Conversation Starter

Buying a home – it’s a big deal and a huge decision to make with a lot of factors that play into it. If you’re in our current rental market, chances are you’re paying a pretty penny every month so why not take the next step and use that money to pay your own mortgage? Let me expand on that.

Let’s start the conversation… It’s important to understand the pros and cons of both options before making a decision. 


When it comes to renting, one of the major benefits is the flexibility it provides! You can typically move-out with only one months’ (30 days) notice and don’t have to worry about the costs of maintenance, repairs and in some cases, outdoor maintenance (depending on what type of property you are renting). On the flip-side, you don’t have the permission to make any aesthetic changes to the property as you see fit and if you do, you could lose the damage deposit that all landlords take for such cases. That said, with approval from the landlord they may allow you to renovate, paint and make certain changes, but it’s at your own cost and not an expense you can recover when you leave that rental. In other words, you’re paying to put equity into someone else’s property

Home Buying

There are some great advantages to buying a home. Owning a home gives you full control over your property and you can make changes as you please. All renovations and upgrades will benefit you in the long-term and increase your property value. All good news! Depending on your lifestyle and employment, you may be able to benefit from tax deductions, an example is if your residence is also your home business. 

A disadvantage for some; a home can be a costly investment and as a homeowner you are responsible for all maintenance and repairs. It’s wise to have a ‘house savings’ for any major repairs or upgrades you’d like to do.
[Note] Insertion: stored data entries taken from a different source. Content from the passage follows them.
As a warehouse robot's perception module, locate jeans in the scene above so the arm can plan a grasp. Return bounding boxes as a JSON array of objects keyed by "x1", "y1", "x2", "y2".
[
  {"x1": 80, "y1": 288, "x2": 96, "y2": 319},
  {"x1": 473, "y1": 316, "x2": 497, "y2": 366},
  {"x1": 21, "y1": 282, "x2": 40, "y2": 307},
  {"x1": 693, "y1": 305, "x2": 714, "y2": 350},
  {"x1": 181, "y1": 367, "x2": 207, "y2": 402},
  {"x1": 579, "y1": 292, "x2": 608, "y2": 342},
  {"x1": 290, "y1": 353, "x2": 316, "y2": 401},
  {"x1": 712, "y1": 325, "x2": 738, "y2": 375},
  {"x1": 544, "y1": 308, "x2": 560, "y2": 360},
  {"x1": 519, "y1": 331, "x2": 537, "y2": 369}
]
Another con to home ownership is the inability to move quickly, should your lifestyle require it. 

Finding Your Dream Home – How I Help

During our initial conversation, I’ll detail all of the things you’ll need to do and documents you’ll provide. The first item on the list is your down-payment. Depending on your budget and the price of your home, your down payment will start at minimum 5%. If you’re unable to come up with that, I can help and give you options! All employment documents will be collected to have you pre-quality.  

Next Steps?

Once we know the amount you are eligible to borrow, we’ll set you up with one of our amazing Realtors we work with and then send you on your way to find your dream home!

It’s so important to do your research and consider all the factors before making a major decision. We’re here to help, it’s a full-cycle process and we’ll walk you through each step.